Crucibles
- Doug Weiss
- Mar 30
- 3 min read
I received a message today from a friend I lost track of some years ago. We met at a particularly fraught time, and our friendship was forged in the crucible of that trial. When his message arrived in my mailbox I was thrilled to hear from him, but as I read on I was distraught to learn of the adversities he had endured during the years since we last spoke. Living at opposite ends of the country, distance separated us but there was no distance when we connected. That is how it is when one has shared challenging times together. No amount of time or change alters that bond formed under the pressure of dire circumstances.
I try not to lose track of friends, especially those who have played a meaningful role in my life. I have many acquaintances but only a handful of people I count as true friends, and maybe that is the way it is with others, although in this day, the idea of lasting friendship seems almost passe´. So why did this man, who I knew for only six months or so before we were separated by geography, reach out to me after so many years of silence? Until a few years ago I had his address and contact information and wrote an annual Christmas card, emailed occasionally and made an effort to stay in touch, albeit less than I should have. As is so often the case, the day to day busyness of life and matters vying for my attention had a little to do with the slow drift from constant to diminishing contact. But then, one year the Christmas card came back undelivered, the email and phone numbers changed and I had no way to reconnect, that is until now.
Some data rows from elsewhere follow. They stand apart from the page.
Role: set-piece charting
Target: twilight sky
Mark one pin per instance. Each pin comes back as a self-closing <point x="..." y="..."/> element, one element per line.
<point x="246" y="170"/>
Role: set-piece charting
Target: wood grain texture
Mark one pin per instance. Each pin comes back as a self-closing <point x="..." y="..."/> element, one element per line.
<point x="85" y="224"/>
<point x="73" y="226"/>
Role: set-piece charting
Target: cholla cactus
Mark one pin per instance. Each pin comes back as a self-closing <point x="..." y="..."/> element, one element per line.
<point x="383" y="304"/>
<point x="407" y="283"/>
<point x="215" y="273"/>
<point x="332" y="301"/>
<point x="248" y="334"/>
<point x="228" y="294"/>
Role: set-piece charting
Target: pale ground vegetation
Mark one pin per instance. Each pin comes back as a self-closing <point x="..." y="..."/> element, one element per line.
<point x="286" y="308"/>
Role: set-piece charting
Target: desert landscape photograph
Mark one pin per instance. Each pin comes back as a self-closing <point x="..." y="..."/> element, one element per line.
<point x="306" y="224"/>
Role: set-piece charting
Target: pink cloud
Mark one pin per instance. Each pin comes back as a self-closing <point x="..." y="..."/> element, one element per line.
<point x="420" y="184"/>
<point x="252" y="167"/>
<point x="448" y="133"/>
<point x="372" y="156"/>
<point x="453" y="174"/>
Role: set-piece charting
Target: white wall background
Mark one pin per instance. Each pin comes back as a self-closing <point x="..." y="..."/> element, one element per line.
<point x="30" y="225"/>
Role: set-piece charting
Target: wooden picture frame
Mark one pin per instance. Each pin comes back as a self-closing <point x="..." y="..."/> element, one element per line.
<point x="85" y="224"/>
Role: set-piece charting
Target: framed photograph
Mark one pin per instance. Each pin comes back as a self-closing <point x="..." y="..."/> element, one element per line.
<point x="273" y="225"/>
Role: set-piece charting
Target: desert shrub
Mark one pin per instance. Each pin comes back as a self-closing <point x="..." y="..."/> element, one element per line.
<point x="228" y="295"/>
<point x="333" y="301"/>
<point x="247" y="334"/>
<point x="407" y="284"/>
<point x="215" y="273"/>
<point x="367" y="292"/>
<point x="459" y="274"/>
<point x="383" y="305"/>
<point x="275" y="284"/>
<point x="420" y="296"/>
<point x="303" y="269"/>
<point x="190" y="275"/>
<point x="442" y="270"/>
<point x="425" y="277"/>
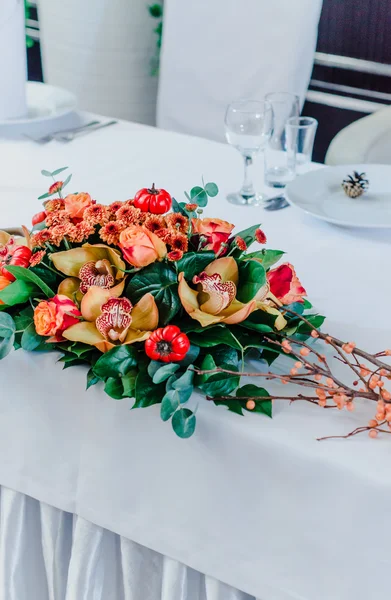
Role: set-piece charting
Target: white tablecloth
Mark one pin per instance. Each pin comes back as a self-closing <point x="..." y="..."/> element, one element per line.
<point x="218" y="51"/>
<point x="257" y="504"/>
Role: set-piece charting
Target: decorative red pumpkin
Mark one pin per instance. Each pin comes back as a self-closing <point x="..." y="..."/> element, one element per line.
<point x="12" y="254"/>
<point x="153" y="200"/>
<point x="167" y="344"/>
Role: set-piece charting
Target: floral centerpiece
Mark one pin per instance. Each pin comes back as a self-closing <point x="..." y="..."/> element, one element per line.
<point x="157" y="300"/>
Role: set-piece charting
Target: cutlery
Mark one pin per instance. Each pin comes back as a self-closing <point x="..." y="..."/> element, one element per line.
<point x="51" y="136"/>
<point x="68" y="137"/>
<point x="277" y="203"/>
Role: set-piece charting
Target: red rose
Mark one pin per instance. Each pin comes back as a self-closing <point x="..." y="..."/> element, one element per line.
<point x="285" y="285"/>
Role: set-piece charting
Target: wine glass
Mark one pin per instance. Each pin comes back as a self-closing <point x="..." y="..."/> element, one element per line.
<point x="248" y="126"/>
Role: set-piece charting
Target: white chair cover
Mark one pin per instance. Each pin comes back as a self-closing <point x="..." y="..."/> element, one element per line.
<point x="217" y="51"/>
<point x="48" y="554"/>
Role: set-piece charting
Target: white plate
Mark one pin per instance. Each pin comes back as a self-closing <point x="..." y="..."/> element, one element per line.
<point x="44" y="103"/>
<point x="319" y="193"/>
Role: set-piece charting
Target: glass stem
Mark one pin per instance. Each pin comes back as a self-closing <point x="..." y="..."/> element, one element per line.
<point x="248" y="190"/>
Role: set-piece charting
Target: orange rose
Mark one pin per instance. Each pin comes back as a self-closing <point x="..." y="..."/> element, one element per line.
<point x="140" y="246"/>
<point x="285" y="285"/>
<point x="216" y="232"/>
<point x="75" y="204"/>
<point x="52" y="317"/>
<point x="3" y="284"/>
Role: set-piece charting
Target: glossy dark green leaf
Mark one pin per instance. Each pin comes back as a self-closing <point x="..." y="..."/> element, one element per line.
<point x="211" y="189"/>
<point x="147" y="392"/>
<point x="18" y="292"/>
<point x="193" y="263"/>
<point x="114" y="388"/>
<point x="267" y="257"/>
<point x="252" y="277"/>
<point x="30" y="338"/>
<point x="116" y="362"/>
<point x="23" y="274"/>
<point x="169" y="405"/>
<point x="184" y="422"/>
<point x="161" y="281"/>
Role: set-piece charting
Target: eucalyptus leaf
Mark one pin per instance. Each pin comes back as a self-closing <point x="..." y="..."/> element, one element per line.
<point x="184" y="422"/>
<point x="116" y="362"/>
<point x="23" y="274"/>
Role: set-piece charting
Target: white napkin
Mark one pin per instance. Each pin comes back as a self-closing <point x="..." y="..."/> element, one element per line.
<point x="13" y="63"/>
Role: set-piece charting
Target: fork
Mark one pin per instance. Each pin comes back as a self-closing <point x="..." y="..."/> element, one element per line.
<point x="52" y="136"/>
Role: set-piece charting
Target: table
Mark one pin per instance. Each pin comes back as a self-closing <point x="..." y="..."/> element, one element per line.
<point x="253" y="503"/>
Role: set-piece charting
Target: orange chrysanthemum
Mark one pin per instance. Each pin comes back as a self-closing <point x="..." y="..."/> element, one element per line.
<point x="39" y="239"/>
<point x="178" y="222"/>
<point x="110" y="233"/>
<point x="97" y="214"/>
<point x="129" y="215"/>
<point x="54" y="204"/>
<point x="37" y="258"/>
<point x="178" y="241"/>
<point x="56" y="217"/>
<point x="164" y="234"/>
<point x="80" y="232"/>
<point x="155" y="222"/>
<point x="174" y="255"/>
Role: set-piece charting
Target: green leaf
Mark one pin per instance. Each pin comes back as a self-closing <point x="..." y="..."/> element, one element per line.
<point x="198" y="195"/>
<point x="165" y="372"/>
<point x="252" y="277"/>
<point x="184" y="422"/>
<point x="161" y="281"/>
<point x="178" y="207"/>
<point x="57" y="171"/>
<point x="211" y="189"/>
<point x="116" y="362"/>
<point x="114" y="388"/>
<point x="17" y="293"/>
<point x="254" y="392"/>
<point x="147" y="393"/>
<point x="214" y="336"/>
<point x="248" y="234"/>
<point x="7" y="334"/>
<point x="92" y="379"/>
<point x="30" y="338"/>
<point x="193" y="263"/>
<point x="267" y="257"/>
<point x="170" y="403"/>
<point x="23" y="274"/>
<point x="315" y="320"/>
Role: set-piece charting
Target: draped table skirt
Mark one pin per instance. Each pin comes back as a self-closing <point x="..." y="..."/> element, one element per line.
<point x="50" y="554"/>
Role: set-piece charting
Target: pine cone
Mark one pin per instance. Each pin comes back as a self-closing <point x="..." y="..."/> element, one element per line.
<point x="355" y="185"/>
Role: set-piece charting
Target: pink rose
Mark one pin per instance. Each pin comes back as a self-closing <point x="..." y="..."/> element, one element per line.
<point x="52" y="317"/>
<point x="75" y="204"/>
<point x="140" y="246"/>
<point x="285" y="285"/>
<point x="216" y="232"/>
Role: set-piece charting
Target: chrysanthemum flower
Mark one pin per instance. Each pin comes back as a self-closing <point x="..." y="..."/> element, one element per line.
<point x="178" y="241"/>
<point x="54" y="204"/>
<point x="37" y="258"/>
<point x="97" y="214"/>
<point x="39" y="239"/>
<point x="177" y="222"/>
<point x="174" y="255"/>
<point x="110" y="233"/>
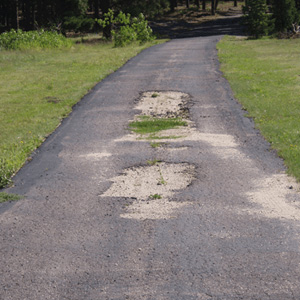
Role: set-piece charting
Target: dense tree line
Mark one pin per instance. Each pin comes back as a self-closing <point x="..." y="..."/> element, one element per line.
<point x="272" y="16"/>
<point x="80" y="14"/>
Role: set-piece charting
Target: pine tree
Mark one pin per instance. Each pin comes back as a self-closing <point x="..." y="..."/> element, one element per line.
<point x="285" y="14"/>
<point x="257" y="19"/>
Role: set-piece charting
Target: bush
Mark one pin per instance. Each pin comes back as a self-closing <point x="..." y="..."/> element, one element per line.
<point x="22" y="40"/>
<point x="126" y="29"/>
<point x="78" y="24"/>
<point x="285" y="15"/>
<point x="257" y="19"/>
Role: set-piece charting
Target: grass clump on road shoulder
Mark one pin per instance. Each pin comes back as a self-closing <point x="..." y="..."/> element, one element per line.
<point x="22" y="40"/>
<point x="39" y="88"/>
<point x="265" y="77"/>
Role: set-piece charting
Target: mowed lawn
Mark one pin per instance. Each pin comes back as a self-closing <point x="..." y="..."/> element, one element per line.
<point x="39" y="88"/>
<point x="265" y="77"/>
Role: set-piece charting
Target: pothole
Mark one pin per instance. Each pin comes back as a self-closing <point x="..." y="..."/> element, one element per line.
<point x="152" y="188"/>
<point x="164" y="104"/>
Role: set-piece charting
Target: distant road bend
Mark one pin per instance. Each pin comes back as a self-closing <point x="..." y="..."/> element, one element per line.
<point x="107" y="215"/>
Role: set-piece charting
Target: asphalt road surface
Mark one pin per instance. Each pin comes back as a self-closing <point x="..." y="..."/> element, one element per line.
<point x="232" y="233"/>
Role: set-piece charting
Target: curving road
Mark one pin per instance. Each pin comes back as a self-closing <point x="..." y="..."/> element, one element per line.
<point x="235" y="234"/>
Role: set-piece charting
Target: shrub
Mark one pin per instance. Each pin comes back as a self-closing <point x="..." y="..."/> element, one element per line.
<point x="285" y="15"/>
<point x="126" y="29"/>
<point x="22" y="40"/>
<point x="257" y="19"/>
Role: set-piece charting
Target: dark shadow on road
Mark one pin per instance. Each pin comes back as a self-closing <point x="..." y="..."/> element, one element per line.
<point x="183" y="29"/>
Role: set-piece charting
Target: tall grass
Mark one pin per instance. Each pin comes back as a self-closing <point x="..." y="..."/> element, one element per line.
<point x="39" y="88"/>
<point x="265" y="77"/>
<point x="23" y="40"/>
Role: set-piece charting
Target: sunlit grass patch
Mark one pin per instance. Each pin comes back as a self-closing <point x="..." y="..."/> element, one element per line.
<point x="265" y="77"/>
<point x="39" y="88"/>
<point x="148" y="125"/>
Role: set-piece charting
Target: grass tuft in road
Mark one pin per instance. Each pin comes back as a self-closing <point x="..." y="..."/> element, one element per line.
<point x="265" y="77"/>
<point x="146" y="125"/>
<point x="39" y="88"/>
<point x="4" y="197"/>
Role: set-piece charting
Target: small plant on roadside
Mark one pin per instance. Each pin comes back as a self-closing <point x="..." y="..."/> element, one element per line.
<point x="23" y="40"/>
<point x="155" y="145"/>
<point x="4" y="197"/>
<point x="5" y="173"/>
<point x="125" y="29"/>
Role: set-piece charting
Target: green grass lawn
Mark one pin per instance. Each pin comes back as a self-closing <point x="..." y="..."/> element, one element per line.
<point x="265" y="77"/>
<point x="39" y="88"/>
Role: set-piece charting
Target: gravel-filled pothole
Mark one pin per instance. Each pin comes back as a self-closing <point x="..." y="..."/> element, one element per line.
<point x="152" y="188"/>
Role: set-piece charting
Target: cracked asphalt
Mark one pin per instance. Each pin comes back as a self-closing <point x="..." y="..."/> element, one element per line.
<point x="236" y="237"/>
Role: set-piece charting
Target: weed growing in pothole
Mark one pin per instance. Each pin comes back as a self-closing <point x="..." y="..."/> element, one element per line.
<point x="153" y="162"/>
<point x="155" y="196"/>
<point x="4" y="197"/>
<point x="167" y="137"/>
<point x="146" y="124"/>
<point x="161" y="180"/>
<point x="155" y="145"/>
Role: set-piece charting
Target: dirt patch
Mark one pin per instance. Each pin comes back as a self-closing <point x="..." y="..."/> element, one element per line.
<point x="277" y="197"/>
<point x="164" y="104"/>
<point x="142" y="183"/>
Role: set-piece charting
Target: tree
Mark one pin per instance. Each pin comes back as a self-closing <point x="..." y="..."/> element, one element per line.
<point x="285" y="14"/>
<point x="257" y="19"/>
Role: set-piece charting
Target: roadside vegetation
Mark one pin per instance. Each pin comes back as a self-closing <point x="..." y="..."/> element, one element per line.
<point x="265" y="77"/>
<point x="39" y="88"/>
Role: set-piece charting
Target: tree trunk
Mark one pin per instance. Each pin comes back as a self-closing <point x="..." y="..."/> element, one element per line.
<point x="213" y="12"/>
<point x="105" y="5"/>
<point x="173" y="4"/>
<point x="96" y="9"/>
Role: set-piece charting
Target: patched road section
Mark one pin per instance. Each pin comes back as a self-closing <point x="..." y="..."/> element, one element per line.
<point x="156" y="187"/>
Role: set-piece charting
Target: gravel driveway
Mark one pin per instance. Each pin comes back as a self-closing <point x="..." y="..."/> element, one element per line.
<point x="227" y="227"/>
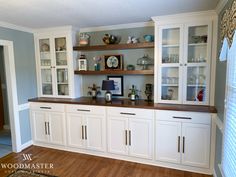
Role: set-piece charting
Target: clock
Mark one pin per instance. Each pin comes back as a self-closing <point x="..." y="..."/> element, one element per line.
<point x="113" y="62"/>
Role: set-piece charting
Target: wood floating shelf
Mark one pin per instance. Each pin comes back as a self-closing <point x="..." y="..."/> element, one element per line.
<point x="114" y="72"/>
<point x="115" y="47"/>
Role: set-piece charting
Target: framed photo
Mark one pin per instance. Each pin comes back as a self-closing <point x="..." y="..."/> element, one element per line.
<point x="119" y="87"/>
<point x="82" y="64"/>
<point x="113" y="62"/>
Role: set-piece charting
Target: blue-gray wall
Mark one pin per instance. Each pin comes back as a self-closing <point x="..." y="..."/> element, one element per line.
<point x="220" y="95"/>
<point x="23" y="43"/>
<point x="130" y="57"/>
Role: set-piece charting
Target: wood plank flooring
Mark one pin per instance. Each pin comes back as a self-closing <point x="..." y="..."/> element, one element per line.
<point x="69" y="164"/>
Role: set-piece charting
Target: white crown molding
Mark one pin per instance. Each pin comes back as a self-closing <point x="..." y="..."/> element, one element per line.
<point x="15" y="27"/>
<point x="119" y="26"/>
<point x="221" y="4"/>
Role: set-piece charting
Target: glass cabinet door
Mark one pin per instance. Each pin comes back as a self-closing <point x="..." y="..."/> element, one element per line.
<point x="170" y="62"/>
<point x="197" y="70"/>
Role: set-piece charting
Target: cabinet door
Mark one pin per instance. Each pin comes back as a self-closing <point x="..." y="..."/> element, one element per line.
<point x="39" y="126"/>
<point x="168" y="135"/>
<point x="196" y="145"/>
<point x="75" y="131"/>
<point x="197" y="63"/>
<point x="117" y="135"/>
<point x="141" y="137"/>
<point x="170" y="64"/>
<point x="56" y="128"/>
<point x="95" y="132"/>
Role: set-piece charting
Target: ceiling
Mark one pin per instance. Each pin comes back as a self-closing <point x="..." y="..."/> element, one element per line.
<point x="91" y="13"/>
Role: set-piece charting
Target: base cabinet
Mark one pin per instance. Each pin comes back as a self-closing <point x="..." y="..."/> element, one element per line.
<point x="130" y="133"/>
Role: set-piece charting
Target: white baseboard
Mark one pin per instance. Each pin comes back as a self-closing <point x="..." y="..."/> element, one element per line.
<point x="26" y="145"/>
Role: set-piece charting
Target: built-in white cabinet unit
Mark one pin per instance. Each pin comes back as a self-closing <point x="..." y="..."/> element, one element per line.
<point x="86" y="127"/>
<point x="130" y="132"/>
<point x="183" y="58"/>
<point x="183" y="138"/>
<point x="48" y="123"/>
<point x="55" y="65"/>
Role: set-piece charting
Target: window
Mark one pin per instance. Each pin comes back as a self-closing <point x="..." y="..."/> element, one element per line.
<point x="229" y="142"/>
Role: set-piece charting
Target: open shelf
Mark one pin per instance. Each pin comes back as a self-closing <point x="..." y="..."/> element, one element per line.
<point x="115" y="47"/>
<point x="114" y="72"/>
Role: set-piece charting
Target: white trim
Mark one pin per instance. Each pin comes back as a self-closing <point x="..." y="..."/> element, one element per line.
<point x="23" y="107"/>
<point x="119" y="26"/>
<point x="221" y="4"/>
<point x="12" y="94"/>
<point x="15" y="27"/>
<point x="26" y="145"/>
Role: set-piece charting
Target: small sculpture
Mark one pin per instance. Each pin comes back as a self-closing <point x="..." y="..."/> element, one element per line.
<point x="94" y="91"/>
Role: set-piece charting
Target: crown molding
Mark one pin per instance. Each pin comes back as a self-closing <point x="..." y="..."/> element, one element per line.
<point x="15" y="27"/>
<point x="119" y="26"/>
<point x="221" y="4"/>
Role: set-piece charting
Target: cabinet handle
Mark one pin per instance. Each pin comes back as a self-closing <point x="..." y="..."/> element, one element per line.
<point x="175" y="117"/>
<point x="183" y="144"/>
<point x="127" y="113"/>
<point x="85" y="129"/>
<point x="129" y="137"/>
<point x="178" y="143"/>
<point x="48" y="129"/>
<point x="45" y="126"/>
<point x="45" y="107"/>
<point x="82" y="132"/>
<point x="126" y="140"/>
<point x="84" y="110"/>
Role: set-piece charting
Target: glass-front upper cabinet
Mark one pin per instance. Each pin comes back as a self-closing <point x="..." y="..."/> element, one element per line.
<point x="197" y="67"/>
<point x="170" y="72"/>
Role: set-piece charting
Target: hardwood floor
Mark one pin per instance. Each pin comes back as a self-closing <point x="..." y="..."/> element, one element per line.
<point x="69" y="164"/>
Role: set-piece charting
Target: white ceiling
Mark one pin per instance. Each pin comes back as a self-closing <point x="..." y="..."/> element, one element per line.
<point x="91" y="13"/>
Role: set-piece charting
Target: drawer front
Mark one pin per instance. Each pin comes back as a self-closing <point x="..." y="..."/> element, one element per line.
<point x="130" y="112"/>
<point x="191" y="117"/>
<point x="47" y="107"/>
<point x="86" y="109"/>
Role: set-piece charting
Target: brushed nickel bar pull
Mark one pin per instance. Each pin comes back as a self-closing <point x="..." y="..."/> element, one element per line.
<point x="129" y="137"/>
<point x="82" y="132"/>
<point x="175" y="117"/>
<point x="44" y="107"/>
<point x="178" y="143"/>
<point x="127" y="113"/>
<point x="183" y="144"/>
<point x="126" y="140"/>
<point x="45" y="126"/>
<point x="85" y="129"/>
<point x="84" y="110"/>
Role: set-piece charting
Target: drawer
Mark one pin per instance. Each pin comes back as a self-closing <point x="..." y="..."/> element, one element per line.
<point x="47" y="107"/>
<point x="130" y="112"/>
<point x="180" y="116"/>
<point x="86" y="109"/>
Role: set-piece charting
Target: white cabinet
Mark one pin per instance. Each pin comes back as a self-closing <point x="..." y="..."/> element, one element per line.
<point x="55" y="65"/>
<point x="130" y="132"/>
<point x="183" y="138"/>
<point x="86" y="127"/>
<point x="183" y="59"/>
<point x="48" y="125"/>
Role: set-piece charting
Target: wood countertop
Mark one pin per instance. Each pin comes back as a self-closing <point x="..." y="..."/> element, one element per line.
<point x="127" y="103"/>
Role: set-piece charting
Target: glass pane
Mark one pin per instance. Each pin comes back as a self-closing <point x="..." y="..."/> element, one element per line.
<point x="170" y="45"/>
<point x="45" y="57"/>
<point x="62" y="82"/>
<point x="196" y="83"/>
<point x="46" y="81"/>
<point x="60" y="48"/>
<point x="197" y="44"/>
<point x="170" y="83"/>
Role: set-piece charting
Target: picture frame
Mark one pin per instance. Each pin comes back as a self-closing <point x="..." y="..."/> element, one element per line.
<point x="82" y="64"/>
<point x="119" y="85"/>
<point x="113" y="62"/>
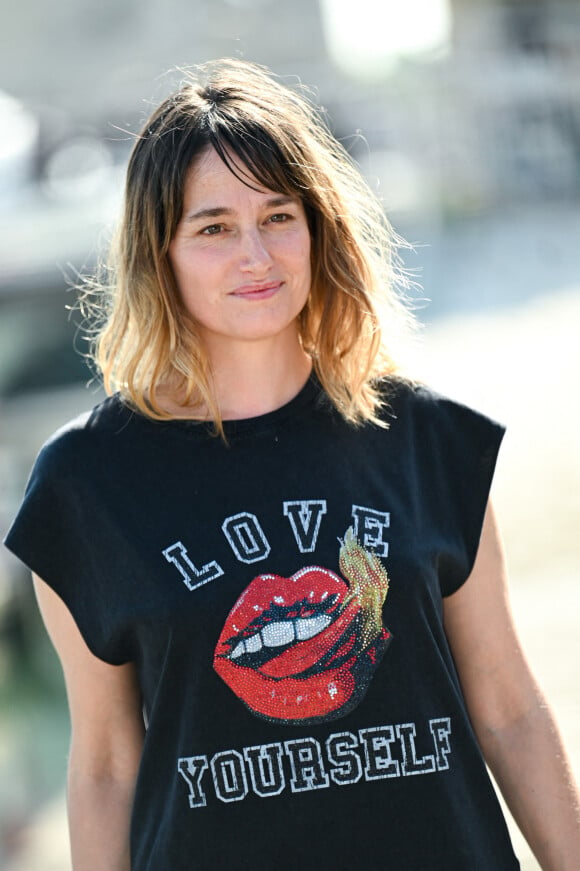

I confess that hearing from my friend caused me to reflect on our first meeting, the time we spent together over those months, the nearly daily conversations we had on so many subjects and renewed in a bittersweet way the laughter and the tears, the upbeat days and the ones when I needed the support of someone who understood the daily grinding fear and exhaustion I was dealing with while trying to function and keep a positive attitude. In his message my friend reminded me of one of those moments when laughter was the tonic I badly needed..
He and his bride had spent their honeymoon backpacking across Europe. In Romania, short of funds and in a remote area they went into a gas station--the only place that sold food or beverages of any kind, to try to pull together a meal. Among the things they purchased but never consumed, was a bottle of wine. Learning that I enjoyed wine, my friend presented me with the bottle one day with great ceremony and hearing how he came by it we decided a toast was in order. It was every bit as awful as you can imagine it would be. Gas station Romanian wine is not likely to be featured on any list, anywhere, although it might be a reasonable substitute for diesel fuel in a pinch. But the absurdity of it all caused a ripple of laughter among all gathered, and as is sometimes the case, especially when emotions are taut, we laughed until tears came to our eyes.
I can still recall that day and obviously it made the same impression on my friend. It reminded me of two important lessons. In trying times, such as we face at present, its more important than ever to surround yourself with the people in your life who understand, who will be there for you and you for them, no matter what lies ahead. Crucibles exert pressure, the kind that can break you and bring you to your knees. I've been there and I've been lifted up by such friends. It is equally important to find something to laugh about in the midst of absurdity--of pressure, of pain. We may be crying the next hour or day but for a moment, laughter has the power of perspective and the promise that one day, although we may not know when, things will be better.
Although my friend's challenges occurred some years ago, during the time we were out of contact, it's never too late to commiserate and comfort. We have some catching up to do and some healing to experience and of course, we have some laughing to do, but it won't be over a glass of gas station wine.